Enzyme activity was determined as described by Zhou [29], with several modifications: The release of reducing sugar from beech wood xylan was measured (1% w/v in acetate buffer, pH 6.0) at 37 °C for 10 min using a 3,5-dinitrosalicylic acid (DNSA) reagent. One unit (U) of endo-xylanase activity was defined as the amount of enzyme required to release 1 μmol of reducing sugars as xylose from xylan per minute under the reaction conditions.

The optimal pH was determined in a series of buffers with pH values ranging from 2.0 to 12.0, while the optimal temperature was determined over 10 °C intervals ranging from 20–70 °C. The buffers used were glycine-HCl (pH 2.0 to 3.0), acetate sodium-acetic acid (pH 4.0 to 6.0), dibasic sodium phosphate/sodium biphosphate (pH 6.0 to 8.0), and glycine-NaOH (pH 9.0 to 12.0). The pH stability of the enzyme activity was tested by pre-incubating the recombinant enzyme for 1 h at 37 °C and under pH conditions ranging from 2.0 to 12.0. The thermostability of the enzyme was determined by pre-incubating the enzyme for 1 h at 30–70 °C at a 10 °C intervals. The residual enzyme activities were assayed as described above.

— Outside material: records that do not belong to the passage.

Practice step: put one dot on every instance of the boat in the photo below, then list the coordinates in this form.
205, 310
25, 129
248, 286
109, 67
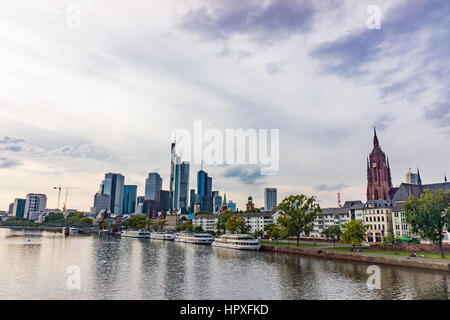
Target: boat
136, 234
163, 236
72, 231
195, 238
238, 242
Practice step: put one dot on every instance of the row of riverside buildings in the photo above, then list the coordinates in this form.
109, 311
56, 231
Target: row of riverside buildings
383, 211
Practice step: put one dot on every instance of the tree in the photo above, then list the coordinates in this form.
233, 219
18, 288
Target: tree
428, 216
333, 232
389, 240
222, 222
138, 222
298, 214
198, 229
237, 225
354, 232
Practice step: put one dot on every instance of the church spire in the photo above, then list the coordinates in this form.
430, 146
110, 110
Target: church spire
375, 138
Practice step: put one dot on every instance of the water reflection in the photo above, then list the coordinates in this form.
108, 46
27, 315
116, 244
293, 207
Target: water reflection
33, 266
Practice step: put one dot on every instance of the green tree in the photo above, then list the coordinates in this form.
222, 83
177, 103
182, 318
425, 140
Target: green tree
389, 240
198, 229
428, 216
222, 222
53, 217
333, 232
298, 214
354, 232
138, 222
237, 225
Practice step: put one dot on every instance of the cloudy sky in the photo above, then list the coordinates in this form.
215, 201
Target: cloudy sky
95, 86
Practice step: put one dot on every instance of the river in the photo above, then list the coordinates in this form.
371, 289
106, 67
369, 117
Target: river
35, 265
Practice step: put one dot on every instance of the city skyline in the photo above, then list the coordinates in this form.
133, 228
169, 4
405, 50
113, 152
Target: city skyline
89, 113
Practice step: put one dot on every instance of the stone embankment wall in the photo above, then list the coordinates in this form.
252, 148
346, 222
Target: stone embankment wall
403, 262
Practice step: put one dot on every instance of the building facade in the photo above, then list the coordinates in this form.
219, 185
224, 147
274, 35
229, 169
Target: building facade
379, 181
35, 205
129, 199
152, 184
270, 198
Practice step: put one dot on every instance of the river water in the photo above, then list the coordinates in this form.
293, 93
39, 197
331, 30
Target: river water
34, 265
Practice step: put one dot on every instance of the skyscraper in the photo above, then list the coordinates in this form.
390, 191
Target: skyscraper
179, 182
19, 208
113, 185
184, 186
35, 205
379, 181
152, 184
270, 198
129, 199
204, 191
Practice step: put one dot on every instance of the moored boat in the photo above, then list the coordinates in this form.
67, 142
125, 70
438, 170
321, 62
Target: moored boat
195, 238
238, 242
136, 234
163, 236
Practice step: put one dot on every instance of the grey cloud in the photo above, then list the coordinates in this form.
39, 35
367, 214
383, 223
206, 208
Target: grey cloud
248, 174
9, 163
222, 19
325, 187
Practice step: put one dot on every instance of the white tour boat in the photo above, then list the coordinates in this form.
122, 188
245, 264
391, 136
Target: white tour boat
195, 238
237, 241
163, 236
137, 234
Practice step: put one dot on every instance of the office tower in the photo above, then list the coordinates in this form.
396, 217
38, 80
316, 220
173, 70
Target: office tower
140, 205
162, 199
232, 206
204, 191
10, 209
270, 198
113, 185
19, 208
35, 205
152, 184
101, 201
192, 201
184, 187
217, 201
129, 199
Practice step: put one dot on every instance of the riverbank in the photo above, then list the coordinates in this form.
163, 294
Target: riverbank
432, 264
47, 228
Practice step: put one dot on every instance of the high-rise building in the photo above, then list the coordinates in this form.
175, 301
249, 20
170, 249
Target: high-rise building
10, 209
114, 186
152, 184
19, 208
35, 205
129, 199
270, 198
413, 178
184, 187
379, 181
217, 201
192, 201
204, 191
101, 201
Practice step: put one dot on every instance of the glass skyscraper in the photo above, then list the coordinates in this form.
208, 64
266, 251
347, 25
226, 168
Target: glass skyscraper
129, 199
114, 186
152, 184
270, 198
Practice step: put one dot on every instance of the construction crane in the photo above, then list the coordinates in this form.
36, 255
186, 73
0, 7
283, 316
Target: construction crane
59, 188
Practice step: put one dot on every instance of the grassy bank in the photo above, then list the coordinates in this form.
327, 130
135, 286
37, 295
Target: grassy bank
394, 253
292, 243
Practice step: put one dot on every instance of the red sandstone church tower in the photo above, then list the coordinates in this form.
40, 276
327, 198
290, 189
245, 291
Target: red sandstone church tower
379, 180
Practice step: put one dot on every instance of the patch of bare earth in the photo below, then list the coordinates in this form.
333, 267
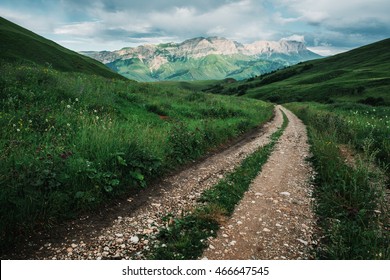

4.7. Nucleotide Sequence Accession Numbers

The nucleotide sequences of the GH2, GH8, GH10, GH11 and GH36 gene fragments were deposited into the GenBank and DDBJ databases under accession numbers KF844174-KF844194, AB872357-AB872359, AB872360-AB872386, AB872387-AB872404, KF844195-KF844206, and AB872405-AB872421. The full-length endo-xylanase gene sequence has been submitted to the Genbank database with the accession number KF927127.